И вот, когда, будучи еще в Турции, Донда получил телеграмму следующего содержания: «WILL YOU BE APPOINTED PROFESSOR OF SWARNETICS OF KULACHARlAN UNIVERSITY TEN KILODOLLARS YEARLY ANSWER IMMEDIATELY COLONEL DROUFOUTOU LAMBLIAN BAMBLIAN DRAMBLIAN SECURITY POLICE»[64]
, он тут же ответил согласием, исходя из соображении, что о сварнетике узнает на месте, а трех его дипломов вполне достаточно, чтобы преподавать любую из точных наук. По прибытии в Лямблию Донда обнаружил, что о полковнике Друфуту давно уже никто не помнит. В ответ на расспросы все только смущенно покашливали. Однако контракт был подписан, а разорвав договор, новое правительство должно было бы выплатить Донде неустойку за три года, и поэтому кафедра была ему предоставлена.Никто не расспрашивал нового профессора о его предмете, студентов у него было немного, после переворота тюрьмы были переполнены, и там, наверное, находился человек, который знал, что такое сварнетика. Донда искал этот термин во всех энциклопедиях, но понапрасну. Единственным научным подспорьем, которым располагал университет в Кулахари, был новенький, с иголочки, компьютер IBM, подарок ЮНЕСКО. Идея использования столь ценной аппаратуры напрашивалась сама собой.

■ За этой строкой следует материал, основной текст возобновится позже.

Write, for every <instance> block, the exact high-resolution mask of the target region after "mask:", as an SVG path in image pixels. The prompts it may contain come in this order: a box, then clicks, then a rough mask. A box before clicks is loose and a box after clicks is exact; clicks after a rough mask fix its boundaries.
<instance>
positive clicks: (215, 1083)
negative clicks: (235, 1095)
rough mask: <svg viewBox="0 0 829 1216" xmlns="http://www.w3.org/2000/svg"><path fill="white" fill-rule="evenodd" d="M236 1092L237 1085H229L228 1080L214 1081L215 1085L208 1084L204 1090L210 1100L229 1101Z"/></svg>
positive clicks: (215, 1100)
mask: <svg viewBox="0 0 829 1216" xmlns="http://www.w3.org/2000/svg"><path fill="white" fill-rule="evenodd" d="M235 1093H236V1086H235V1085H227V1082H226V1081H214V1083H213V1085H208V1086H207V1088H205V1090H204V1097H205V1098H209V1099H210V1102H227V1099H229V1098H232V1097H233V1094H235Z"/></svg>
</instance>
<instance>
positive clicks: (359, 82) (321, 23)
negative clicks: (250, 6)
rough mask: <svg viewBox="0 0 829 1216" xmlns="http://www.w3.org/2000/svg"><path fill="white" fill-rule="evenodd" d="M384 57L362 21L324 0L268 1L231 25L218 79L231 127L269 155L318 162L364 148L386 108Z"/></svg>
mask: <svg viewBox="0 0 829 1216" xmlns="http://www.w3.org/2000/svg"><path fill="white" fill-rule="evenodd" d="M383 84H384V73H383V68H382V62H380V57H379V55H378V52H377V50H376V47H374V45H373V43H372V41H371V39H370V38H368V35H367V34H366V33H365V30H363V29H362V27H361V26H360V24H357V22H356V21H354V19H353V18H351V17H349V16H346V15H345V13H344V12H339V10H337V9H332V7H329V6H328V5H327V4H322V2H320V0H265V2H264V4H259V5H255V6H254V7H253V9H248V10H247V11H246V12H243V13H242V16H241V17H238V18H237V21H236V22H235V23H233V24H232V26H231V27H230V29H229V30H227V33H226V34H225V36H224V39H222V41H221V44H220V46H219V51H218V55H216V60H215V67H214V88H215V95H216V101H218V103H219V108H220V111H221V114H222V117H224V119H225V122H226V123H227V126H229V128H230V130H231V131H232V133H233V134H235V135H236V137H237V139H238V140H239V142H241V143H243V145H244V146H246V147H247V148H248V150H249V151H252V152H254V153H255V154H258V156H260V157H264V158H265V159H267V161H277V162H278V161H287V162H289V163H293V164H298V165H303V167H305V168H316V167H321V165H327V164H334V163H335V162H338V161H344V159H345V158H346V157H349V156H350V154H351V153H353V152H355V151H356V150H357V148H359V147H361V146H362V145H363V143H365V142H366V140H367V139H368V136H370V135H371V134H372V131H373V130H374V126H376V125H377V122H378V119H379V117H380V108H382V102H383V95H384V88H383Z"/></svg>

Правда, и это не продвинуло решения проблемы. Обычную кибернетику Донда читать не мог — это противоречило контракту. Хуже всего (он признался мне в этом, когда мы продолжали ipeera в полутьме, едва отличая корягу от крокодила) были одинокие вечера в отеле, которые он коротал, ломая голову над тайной сварнетики.
Обычно сначала возникает новая область исследований, а потом для нее придумывается название— у него же было название без предмета. Профессор долго колебался между различными возможностями толкования и наконец решил остановиться именно на самой неопределенности, полагая, что новую отрасль лучше всего характеризует слово «между» (inter). С той поры в сообщениях, предназначавшихся для европейских журналов, он стал употреблять термин «интеристика», и последователей этой школы в просторечии стали звать «промежниками». Но только в качестве творца сварнетики Донда приобрел значительную и, увы, печальную известность.